Storage hierarchies just aren’t what they used to be.
In the good old days, you stored files on hard disk or magnetic tape. And given the huge disparity between price and performance between those two media, it was pretty obvious which of your files went where. But with the advent of flash storage devices, and now storage-class memory (SCM), figuring out where your data should reside at any given moment has become a lot more challenging.
That quandary was the central thesis of our interview with Panasas software architect Curtis Anderson at last week’s Next I/O Platform event.
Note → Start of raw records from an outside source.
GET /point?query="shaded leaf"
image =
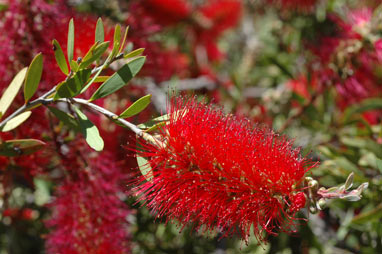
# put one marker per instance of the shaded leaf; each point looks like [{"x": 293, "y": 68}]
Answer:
[
  {"x": 60, "y": 57},
  {"x": 17, "y": 147},
  {"x": 93, "y": 55},
  {"x": 66, "y": 118},
  {"x": 119, "y": 79},
  {"x": 70, "y": 45},
  {"x": 136, "y": 107},
  {"x": 33, "y": 77},
  {"x": 16, "y": 121},
  {"x": 99, "y": 34},
  {"x": 134, "y": 53},
  {"x": 11, "y": 91},
  {"x": 89, "y": 131},
  {"x": 73, "y": 86}
]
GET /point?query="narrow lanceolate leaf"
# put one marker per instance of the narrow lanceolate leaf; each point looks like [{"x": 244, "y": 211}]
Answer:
[
  {"x": 11, "y": 91},
  {"x": 93, "y": 55},
  {"x": 17, "y": 147},
  {"x": 90, "y": 131},
  {"x": 100, "y": 34},
  {"x": 119, "y": 79},
  {"x": 123, "y": 41},
  {"x": 144, "y": 165},
  {"x": 117, "y": 40},
  {"x": 70, "y": 40},
  {"x": 16, "y": 121},
  {"x": 136, "y": 107},
  {"x": 60, "y": 57},
  {"x": 66, "y": 118},
  {"x": 73, "y": 86},
  {"x": 134, "y": 53},
  {"x": 33, "y": 77}
]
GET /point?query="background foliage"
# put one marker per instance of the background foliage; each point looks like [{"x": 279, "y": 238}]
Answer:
[{"x": 309, "y": 69}]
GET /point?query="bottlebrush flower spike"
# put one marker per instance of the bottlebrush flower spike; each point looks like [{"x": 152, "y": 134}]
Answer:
[{"x": 217, "y": 172}]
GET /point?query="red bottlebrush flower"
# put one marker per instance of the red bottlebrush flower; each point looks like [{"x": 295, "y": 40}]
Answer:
[
  {"x": 217, "y": 172},
  {"x": 88, "y": 217},
  {"x": 167, "y": 12}
]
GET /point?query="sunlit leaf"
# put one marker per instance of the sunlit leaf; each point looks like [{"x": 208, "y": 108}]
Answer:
[
  {"x": 11, "y": 91},
  {"x": 17, "y": 147},
  {"x": 119, "y": 79},
  {"x": 33, "y": 77},
  {"x": 89, "y": 131},
  {"x": 60, "y": 57},
  {"x": 70, "y": 45},
  {"x": 73, "y": 86},
  {"x": 134, "y": 53},
  {"x": 99, "y": 34},
  {"x": 16, "y": 121},
  {"x": 136, "y": 107}
]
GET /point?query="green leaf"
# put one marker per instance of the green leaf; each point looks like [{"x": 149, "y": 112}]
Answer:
[
  {"x": 66, "y": 118},
  {"x": 144, "y": 165},
  {"x": 17, "y": 147},
  {"x": 379, "y": 164},
  {"x": 73, "y": 86},
  {"x": 117, "y": 40},
  {"x": 11, "y": 91},
  {"x": 365, "y": 105},
  {"x": 74, "y": 65},
  {"x": 100, "y": 34},
  {"x": 33, "y": 77},
  {"x": 93, "y": 55},
  {"x": 136, "y": 107},
  {"x": 119, "y": 79},
  {"x": 134, "y": 53},
  {"x": 16, "y": 121},
  {"x": 60, "y": 57},
  {"x": 90, "y": 131},
  {"x": 70, "y": 40},
  {"x": 124, "y": 40}
]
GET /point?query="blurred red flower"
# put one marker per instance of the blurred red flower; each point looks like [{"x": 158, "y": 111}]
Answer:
[{"x": 217, "y": 172}]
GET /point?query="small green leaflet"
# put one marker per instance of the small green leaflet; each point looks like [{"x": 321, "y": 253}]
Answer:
[
  {"x": 17, "y": 147},
  {"x": 33, "y": 77},
  {"x": 11, "y": 91},
  {"x": 66, "y": 118},
  {"x": 94, "y": 54},
  {"x": 144, "y": 165},
  {"x": 73, "y": 86},
  {"x": 136, "y": 107},
  {"x": 60, "y": 57},
  {"x": 16, "y": 121},
  {"x": 119, "y": 79},
  {"x": 89, "y": 131},
  {"x": 99, "y": 34},
  {"x": 134, "y": 53},
  {"x": 70, "y": 40}
]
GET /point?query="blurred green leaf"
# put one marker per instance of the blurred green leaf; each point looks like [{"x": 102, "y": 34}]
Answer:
[
  {"x": 365, "y": 105},
  {"x": 70, "y": 45},
  {"x": 60, "y": 57},
  {"x": 99, "y": 34},
  {"x": 11, "y": 91},
  {"x": 73, "y": 86},
  {"x": 119, "y": 79},
  {"x": 16, "y": 121},
  {"x": 66, "y": 118},
  {"x": 17, "y": 147},
  {"x": 90, "y": 131},
  {"x": 136, "y": 107},
  {"x": 33, "y": 77}
]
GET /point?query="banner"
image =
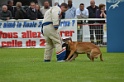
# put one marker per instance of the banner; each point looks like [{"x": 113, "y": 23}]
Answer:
[{"x": 27, "y": 33}]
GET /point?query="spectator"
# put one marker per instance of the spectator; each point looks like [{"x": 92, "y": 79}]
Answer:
[
  {"x": 5, "y": 14},
  {"x": 92, "y": 14},
  {"x": 10, "y": 7},
  {"x": 32, "y": 12},
  {"x": 100, "y": 13},
  {"x": 82, "y": 12},
  {"x": 71, "y": 12},
  {"x": 40, "y": 15},
  {"x": 19, "y": 14},
  {"x": 56, "y": 4},
  {"x": 45, "y": 8}
]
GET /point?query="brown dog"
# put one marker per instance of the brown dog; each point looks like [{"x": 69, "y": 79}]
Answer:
[{"x": 88, "y": 48}]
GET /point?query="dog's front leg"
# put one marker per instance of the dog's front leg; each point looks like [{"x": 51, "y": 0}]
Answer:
[{"x": 71, "y": 53}]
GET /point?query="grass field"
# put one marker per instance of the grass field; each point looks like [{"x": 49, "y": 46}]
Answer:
[{"x": 26, "y": 65}]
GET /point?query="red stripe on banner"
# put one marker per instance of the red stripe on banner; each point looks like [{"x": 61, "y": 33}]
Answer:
[
  {"x": 91, "y": 24},
  {"x": 61, "y": 51}
]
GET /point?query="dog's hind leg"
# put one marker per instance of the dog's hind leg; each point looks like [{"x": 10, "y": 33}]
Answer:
[
  {"x": 91, "y": 58},
  {"x": 88, "y": 55}
]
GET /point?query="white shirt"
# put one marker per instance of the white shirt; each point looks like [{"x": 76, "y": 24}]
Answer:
[{"x": 82, "y": 14}]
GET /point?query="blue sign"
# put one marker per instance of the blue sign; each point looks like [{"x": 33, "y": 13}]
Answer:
[{"x": 115, "y": 24}]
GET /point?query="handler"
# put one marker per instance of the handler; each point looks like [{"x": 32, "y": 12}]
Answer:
[{"x": 50, "y": 31}]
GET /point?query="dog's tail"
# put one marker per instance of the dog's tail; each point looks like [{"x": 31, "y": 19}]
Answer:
[{"x": 101, "y": 57}]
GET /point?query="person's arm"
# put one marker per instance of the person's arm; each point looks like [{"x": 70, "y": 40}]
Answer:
[
  {"x": 98, "y": 14},
  {"x": 55, "y": 17},
  {"x": 86, "y": 15},
  {"x": 78, "y": 14}
]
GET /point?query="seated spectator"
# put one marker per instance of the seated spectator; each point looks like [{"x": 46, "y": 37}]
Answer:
[
  {"x": 71, "y": 12},
  {"x": 32, "y": 12},
  {"x": 45, "y": 8},
  {"x": 19, "y": 14},
  {"x": 40, "y": 15},
  {"x": 82, "y": 12},
  {"x": 10, "y": 6},
  {"x": 100, "y": 13},
  {"x": 5, "y": 14},
  {"x": 56, "y": 4}
]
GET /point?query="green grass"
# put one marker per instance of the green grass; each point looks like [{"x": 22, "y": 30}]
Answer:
[{"x": 26, "y": 65}]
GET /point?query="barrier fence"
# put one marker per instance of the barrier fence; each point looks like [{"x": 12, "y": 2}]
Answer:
[{"x": 26, "y": 33}]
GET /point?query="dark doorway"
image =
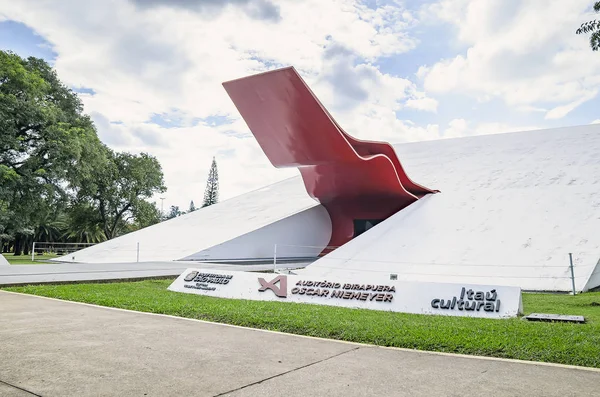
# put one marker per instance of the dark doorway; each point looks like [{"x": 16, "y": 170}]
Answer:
[{"x": 362, "y": 225}]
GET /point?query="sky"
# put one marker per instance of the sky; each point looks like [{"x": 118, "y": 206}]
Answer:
[{"x": 149, "y": 72}]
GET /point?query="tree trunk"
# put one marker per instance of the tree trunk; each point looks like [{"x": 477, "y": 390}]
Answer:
[
  {"x": 18, "y": 245},
  {"x": 26, "y": 245}
]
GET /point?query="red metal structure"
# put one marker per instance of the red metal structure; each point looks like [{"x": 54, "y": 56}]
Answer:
[{"x": 353, "y": 179}]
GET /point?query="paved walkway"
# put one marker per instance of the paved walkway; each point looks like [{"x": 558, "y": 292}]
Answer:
[
  {"x": 76, "y": 272},
  {"x": 58, "y": 348}
]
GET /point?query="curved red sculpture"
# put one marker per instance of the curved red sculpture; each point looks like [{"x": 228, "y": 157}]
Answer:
[{"x": 352, "y": 179}]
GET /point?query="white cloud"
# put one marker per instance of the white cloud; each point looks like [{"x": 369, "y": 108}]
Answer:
[
  {"x": 427, "y": 104},
  {"x": 522, "y": 52},
  {"x": 171, "y": 61},
  {"x": 561, "y": 111}
]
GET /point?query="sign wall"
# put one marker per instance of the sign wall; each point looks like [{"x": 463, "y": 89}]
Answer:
[{"x": 368, "y": 292}]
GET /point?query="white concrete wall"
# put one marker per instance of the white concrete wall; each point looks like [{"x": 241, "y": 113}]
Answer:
[
  {"x": 302, "y": 235},
  {"x": 511, "y": 208}
]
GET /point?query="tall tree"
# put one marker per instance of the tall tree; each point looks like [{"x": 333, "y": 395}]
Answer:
[
  {"x": 46, "y": 145},
  {"x": 120, "y": 186},
  {"x": 174, "y": 212},
  {"x": 211, "y": 194},
  {"x": 593, "y": 28}
]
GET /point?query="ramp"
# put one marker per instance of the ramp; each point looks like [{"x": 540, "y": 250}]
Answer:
[{"x": 244, "y": 227}]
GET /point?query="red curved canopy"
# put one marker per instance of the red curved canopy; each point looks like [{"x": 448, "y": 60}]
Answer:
[{"x": 352, "y": 179}]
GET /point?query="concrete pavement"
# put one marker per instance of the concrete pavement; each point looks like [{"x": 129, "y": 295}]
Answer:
[
  {"x": 81, "y": 272},
  {"x": 59, "y": 348}
]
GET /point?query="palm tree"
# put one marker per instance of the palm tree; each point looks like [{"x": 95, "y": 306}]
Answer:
[{"x": 592, "y": 27}]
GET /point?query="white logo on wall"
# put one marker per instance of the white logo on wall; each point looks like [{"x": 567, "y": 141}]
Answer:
[
  {"x": 476, "y": 300},
  {"x": 206, "y": 281}
]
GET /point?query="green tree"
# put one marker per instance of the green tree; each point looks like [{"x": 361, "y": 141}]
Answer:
[
  {"x": 211, "y": 194},
  {"x": 118, "y": 189},
  {"x": 145, "y": 214},
  {"x": 593, "y": 28},
  {"x": 47, "y": 144},
  {"x": 174, "y": 212}
]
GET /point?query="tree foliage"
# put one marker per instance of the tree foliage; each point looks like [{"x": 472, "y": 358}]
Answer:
[
  {"x": 58, "y": 182},
  {"x": 593, "y": 29},
  {"x": 211, "y": 194}
]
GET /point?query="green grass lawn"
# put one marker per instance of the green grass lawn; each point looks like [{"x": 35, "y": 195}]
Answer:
[
  {"x": 573, "y": 344},
  {"x": 26, "y": 259}
]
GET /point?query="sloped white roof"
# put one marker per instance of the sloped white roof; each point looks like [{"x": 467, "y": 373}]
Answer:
[
  {"x": 207, "y": 227},
  {"x": 511, "y": 208}
]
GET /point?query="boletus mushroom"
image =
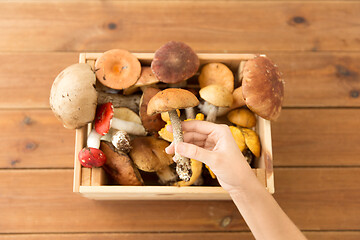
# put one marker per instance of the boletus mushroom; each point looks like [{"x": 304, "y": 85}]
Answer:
[
  {"x": 73, "y": 97},
  {"x": 263, "y": 87},
  {"x": 148, "y": 154},
  {"x": 169, "y": 100}
]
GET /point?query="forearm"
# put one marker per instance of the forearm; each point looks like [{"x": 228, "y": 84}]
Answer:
[{"x": 262, "y": 214}]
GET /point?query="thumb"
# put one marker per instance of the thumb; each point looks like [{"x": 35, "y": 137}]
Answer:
[{"x": 192, "y": 151}]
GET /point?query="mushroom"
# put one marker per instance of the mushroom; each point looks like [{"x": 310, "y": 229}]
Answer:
[
  {"x": 263, "y": 87},
  {"x": 242, "y": 117},
  {"x": 104, "y": 120},
  {"x": 120, "y": 167},
  {"x": 216, "y": 74},
  {"x": 73, "y": 97},
  {"x": 174, "y": 62},
  {"x": 148, "y": 154},
  {"x": 151, "y": 123},
  {"x": 216, "y": 96},
  {"x": 146, "y": 79},
  {"x": 121, "y": 141},
  {"x": 117, "y": 69},
  {"x": 169, "y": 100}
]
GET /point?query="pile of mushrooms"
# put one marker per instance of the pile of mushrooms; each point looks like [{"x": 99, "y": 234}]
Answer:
[{"x": 129, "y": 104}]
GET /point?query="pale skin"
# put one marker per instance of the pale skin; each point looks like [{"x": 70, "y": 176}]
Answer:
[{"x": 214, "y": 145}]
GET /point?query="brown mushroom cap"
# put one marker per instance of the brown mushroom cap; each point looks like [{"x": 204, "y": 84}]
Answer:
[
  {"x": 148, "y": 154},
  {"x": 117, "y": 69},
  {"x": 171, "y": 99},
  {"x": 174, "y": 62},
  {"x": 218, "y": 74},
  {"x": 151, "y": 123},
  {"x": 217, "y": 95},
  {"x": 263, "y": 87}
]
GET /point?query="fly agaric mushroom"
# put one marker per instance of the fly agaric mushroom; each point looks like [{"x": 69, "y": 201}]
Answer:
[
  {"x": 73, "y": 97},
  {"x": 120, "y": 167},
  {"x": 104, "y": 120},
  {"x": 169, "y": 100},
  {"x": 216, "y": 96},
  {"x": 117, "y": 69},
  {"x": 151, "y": 123},
  {"x": 242, "y": 117},
  {"x": 146, "y": 79},
  {"x": 216, "y": 74},
  {"x": 174, "y": 62},
  {"x": 148, "y": 154},
  {"x": 263, "y": 87}
]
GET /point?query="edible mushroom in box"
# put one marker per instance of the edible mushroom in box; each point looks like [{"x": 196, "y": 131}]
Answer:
[
  {"x": 117, "y": 69},
  {"x": 263, "y": 87},
  {"x": 148, "y": 154},
  {"x": 73, "y": 97},
  {"x": 169, "y": 100},
  {"x": 215, "y": 96}
]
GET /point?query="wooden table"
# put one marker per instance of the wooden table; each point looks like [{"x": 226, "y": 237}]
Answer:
[{"x": 315, "y": 142}]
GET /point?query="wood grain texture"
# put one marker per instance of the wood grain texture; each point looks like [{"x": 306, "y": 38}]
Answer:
[
  {"x": 174, "y": 236},
  {"x": 312, "y": 79},
  {"x": 229, "y": 26},
  {"x": 301, "y": 137},
  {"x": 42, "y": 201}
]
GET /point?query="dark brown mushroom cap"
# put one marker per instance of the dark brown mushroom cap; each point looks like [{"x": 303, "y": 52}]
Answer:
[
  {"x": 151, "y": 123},
  {"x": 171, "y": 99},
  {"x": 148, "y": 154},
  {"x": 174, "y": 62},
  {"x": 263, "y": 87}
]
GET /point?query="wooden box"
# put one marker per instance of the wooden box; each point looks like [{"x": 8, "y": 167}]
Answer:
[{"x": 91, "y": 183}]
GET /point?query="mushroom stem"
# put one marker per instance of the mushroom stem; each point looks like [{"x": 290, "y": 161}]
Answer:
[
  {"x": 211, "y": 117},
  {"x": 129, "y": 127},
  {"x": 183, "y": 166}
]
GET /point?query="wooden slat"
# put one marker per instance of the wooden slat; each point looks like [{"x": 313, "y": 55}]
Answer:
[
  {"x": 312, "y": 79},
  {"x": 315, "y": 199},
  {"x": 301, "y": 137},
  {"x": 174, "y": 236},
  {"x": 229, "y": 25}
]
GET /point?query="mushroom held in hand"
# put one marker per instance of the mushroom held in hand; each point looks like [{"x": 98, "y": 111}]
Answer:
[
  {"x": 169, "y": 100},
  {"x": 104, "y": 120},
  {"x": 216, "y": 96},
  {"x": 117, "y": 69},
  {"x": 73, "y": 97},
  {"x": 263, "y": 87}
]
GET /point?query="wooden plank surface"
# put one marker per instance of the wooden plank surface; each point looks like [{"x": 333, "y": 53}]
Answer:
[
  {"x": 312, "y": 79},
  {"x": 175, "y": 236},
  {"x": 42, "y": 201},
  {"x": 301, "y": 137},
  {"x": 230, "y": 26}
]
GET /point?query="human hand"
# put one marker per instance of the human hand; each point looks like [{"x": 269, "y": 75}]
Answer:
[{"x": 214, "y": 145}]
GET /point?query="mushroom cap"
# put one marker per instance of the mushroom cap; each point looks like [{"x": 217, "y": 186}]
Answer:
[
  {"x": 148, "y": 154},
  {"x": 120, "y": 167},
  {"x": 117, "y": 69},
  {"x": 242, "y": 117},
  {"x": 171, "y": 99},
  {"x": 73, "y": 97},
  {"x": 154, "y": 122},
  {"x": 263, "y": 87},
  {"x": 216, "y": 95},
  {"x": 216, "y": 74},
  {"x": 104, "y": 114},
  {"x": 174, "y": 62}
]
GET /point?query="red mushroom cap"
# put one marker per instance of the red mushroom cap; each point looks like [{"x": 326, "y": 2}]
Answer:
[
  {"x": 104, "y": 114},
  {"x": 91, "y": 157}
]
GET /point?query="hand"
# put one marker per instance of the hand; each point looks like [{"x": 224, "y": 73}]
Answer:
[{"x": 214, "y": 145}]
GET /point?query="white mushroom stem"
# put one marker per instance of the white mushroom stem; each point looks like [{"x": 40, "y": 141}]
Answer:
[
  {"x": 93, "y": 140},
  {"x": 211, "y": 117},
  {"x": 183, "y": 165},
  {"x": 129, "y": 127}
]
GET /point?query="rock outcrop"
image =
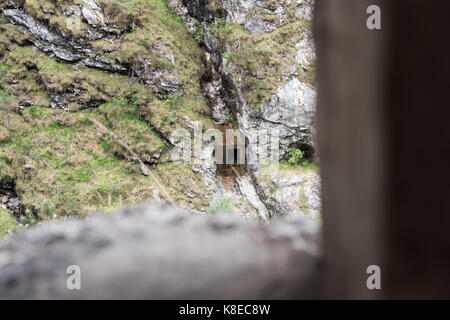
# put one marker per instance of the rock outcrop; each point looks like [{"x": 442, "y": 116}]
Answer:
[{"x": 161, "y": 253}]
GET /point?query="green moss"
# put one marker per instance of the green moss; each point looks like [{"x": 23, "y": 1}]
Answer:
[
  {"x": 60, "y": 162},
  {"x": 8, "y": 225},
  {"x": 223, "y": 204}
]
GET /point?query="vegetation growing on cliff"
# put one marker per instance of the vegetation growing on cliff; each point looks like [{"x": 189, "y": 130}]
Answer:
[
  {"x": 262, "y": 63},
  {"x": 57, "y": 158}
]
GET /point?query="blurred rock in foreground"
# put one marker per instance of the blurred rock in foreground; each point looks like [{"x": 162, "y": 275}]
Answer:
[{"x": 163, "y": 253}]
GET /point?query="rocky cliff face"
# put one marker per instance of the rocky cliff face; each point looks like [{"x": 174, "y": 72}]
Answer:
[
  {"x": 92, "y": 90},
  {"x": 161, "y": 253},
  {"x": 264, "y": 54}
]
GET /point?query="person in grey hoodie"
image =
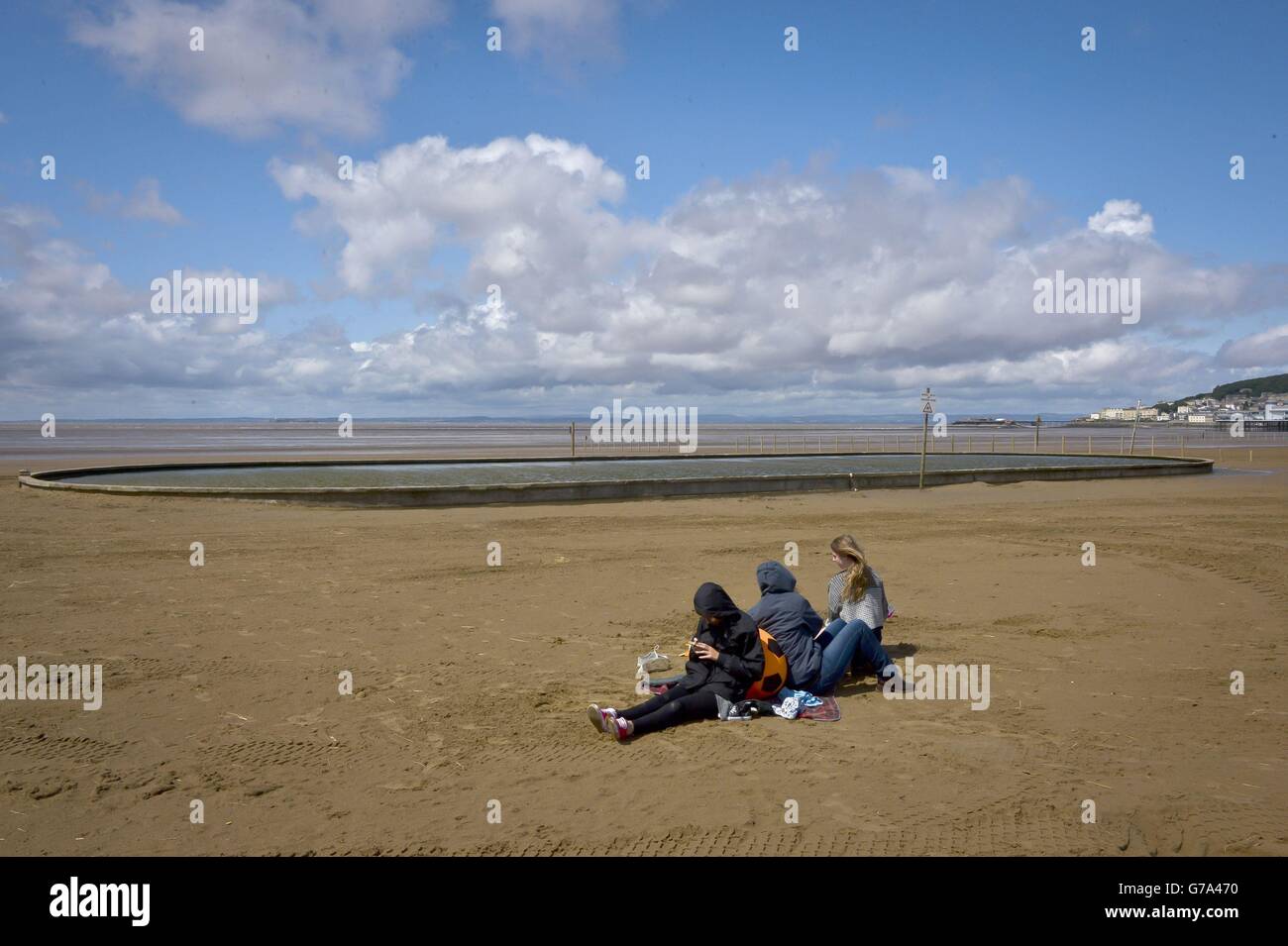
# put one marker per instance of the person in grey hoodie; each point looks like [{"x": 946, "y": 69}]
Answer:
[{"x": 794, "y": 623}]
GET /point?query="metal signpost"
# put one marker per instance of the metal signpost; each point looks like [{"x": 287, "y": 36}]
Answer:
[{"x": 927, "y": 407}]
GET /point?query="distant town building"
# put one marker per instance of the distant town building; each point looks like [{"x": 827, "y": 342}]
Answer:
[{"x": 1127, "y": 413}]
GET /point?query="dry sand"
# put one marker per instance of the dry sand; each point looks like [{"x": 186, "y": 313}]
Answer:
[{"x": 1108, "y": 683}]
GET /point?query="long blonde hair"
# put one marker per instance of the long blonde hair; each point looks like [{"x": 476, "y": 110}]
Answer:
[{"x": 857, "y": 575}]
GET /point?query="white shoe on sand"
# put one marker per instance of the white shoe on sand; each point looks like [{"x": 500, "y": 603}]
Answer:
[{"x": 600, "y": 718}]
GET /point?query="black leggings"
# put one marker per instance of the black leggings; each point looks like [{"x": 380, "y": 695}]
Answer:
[{"x": 675, "y": 706}]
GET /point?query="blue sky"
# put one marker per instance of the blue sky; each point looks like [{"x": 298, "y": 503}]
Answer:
[{"x": 721, "y": 110}]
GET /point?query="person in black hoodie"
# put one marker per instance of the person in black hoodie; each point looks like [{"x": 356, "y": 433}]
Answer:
[
  {"x": 791, "y": 620},
  {"x": 724, "y": 659}
]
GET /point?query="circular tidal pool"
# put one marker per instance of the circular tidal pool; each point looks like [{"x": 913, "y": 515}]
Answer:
[{"x": 555, "y": 480}]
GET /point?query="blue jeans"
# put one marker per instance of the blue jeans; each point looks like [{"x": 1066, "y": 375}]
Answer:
[{"x": 841, "y": 643}]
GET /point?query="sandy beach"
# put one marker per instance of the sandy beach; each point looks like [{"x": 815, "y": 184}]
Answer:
[{"x": 1109, "y": 683}]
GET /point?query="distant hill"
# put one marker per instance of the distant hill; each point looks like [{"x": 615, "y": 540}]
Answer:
[{"x": 1271, "y": 383}]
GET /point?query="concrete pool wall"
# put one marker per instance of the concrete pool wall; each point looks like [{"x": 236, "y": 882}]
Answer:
[{"x": 1093, "y": 467}]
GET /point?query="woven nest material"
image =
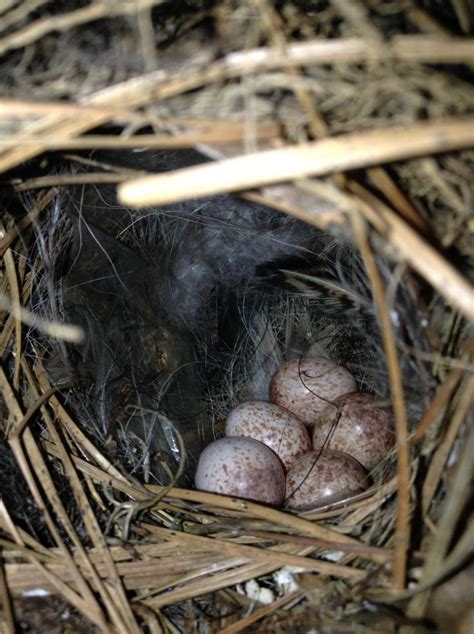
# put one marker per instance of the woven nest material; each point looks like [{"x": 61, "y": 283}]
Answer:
[{"x": 355, "y": 118}]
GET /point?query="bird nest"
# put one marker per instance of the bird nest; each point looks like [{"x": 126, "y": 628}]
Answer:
[{"x": 351, "y": 117}]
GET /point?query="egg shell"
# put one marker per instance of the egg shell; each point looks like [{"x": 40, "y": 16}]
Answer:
[
  {"x": 323, "y": 477},
  {"x": 273, "y": 426},
  {"x": 356, "y": 426},
  {"x": 307, "y": 386},
  {"x": 241, "y": 467}
]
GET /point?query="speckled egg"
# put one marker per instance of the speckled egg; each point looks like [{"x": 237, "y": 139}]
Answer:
[
  {"x": 306, "y": 386},
  {"x": 323, "y": 477},
  {"x": 274, "y": 426},
  {"x": 241, "y": 467},
  {"x": 354, "y": 425}
]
And as Anderson explained, moving from two to four storage layers is not just a matter of doubling up on the hierarchy. With the diversity provided by these new storage layers, it’s difficult to figure out when to promote your files to the faster tiers or demote them to the slower ones.
“It used to be that an LRU [least recently used] algorithm was the best way to manage storage promotion and demotions,” Anderson explained. “Now the industry is moving toward predictive analytics that attempts to forecast when data is going to get hotter or colder.”
Of course, that assumes that you have a specific file management policy in place to drive the results of those analytics. But according to Anderson, coming up with a policy has become too complex for most sites nowadays. From his perspective at Panasas, often the customer has only a general idea of the storage demands of their workloads, (“It’s not going fast enough!”), so coming up file management rules around storage tiering is all but impossible. In this case, they will tend to rely on their storage provider to guide them. But even Anderson admits, coming up with a single policy for a site running many different types of applications involves a fair amount of guesswork, no matter who does it.
The diversity of these new storage devices also adds to the challenges. For example, a SATA flash device is optimized for capacity, while an NVM-Express device is optimized for performance. That suggests any policies devised around this flash layer need to take these different attributes into account.
Storage-class memory, like Intel’s Optane Persistent Memory, has a different set of challenges. For one thing, SCM is too new for either customers or vendors to have figured out how best to use it. “People are slowing starting to figure out that storage-class memory being on the memory bus is just a different beast than block-oriented storage devices of the past,” said Anderson
The additional complication here is that in the case of Optane Persistent Memory, at any given moment it can be configured as either a block storage device or as a main memory extender. In the latter case, the device is no longer part of the storage system, so any policy devised around it will have to be aware of its split personality.
Anderson noted that the culture around storage is changing as well, at least in the HPC arena that he resides in. One illustration of that is the changing nature of application developers. In the past, traditional HPC programmers had a good understanding how their application’s performance could be sped up by a parallel file system, so they wrote their software specifically with that in mind. However, the new breed of application developers, in areas like AI and genomics, only have a vague notion of how their codes impact the file system and storage hardware. They fully expect the low-level I/O libraries and storage system software to work out the details. As a result, said Anderson, “we’re not getting help from the application writer any longer.”
Another cultural change is the disappearance of HPC storage administrators. Since specialized skills are required to manage such demanding environments, these individuals have always been rare and in demand. Anderson estimates that such a person would cost an organization about $200,000 per year (taking into account benefits and other overhead costs). A staff of just five of them would run a cool million. “So you have a $3 million storage subsystem and you’re spending $1 million a year on it,” said Anderson. “The economics are just different than you would expect in an enterprise datacenter, let alone a cloud.”
That suggests that high performance storage systems themselves will have to become self-monitoring and perform some level of self-maintenance. While that might not apply to a storage setup for a cutting-edge supercomputer at a national lab, for everyone else, the expectation will be that these systems will need to be a lot more autonomous. “That’s one of the things I think where HPC storage is going to have to get a lot better at,” said Anderson.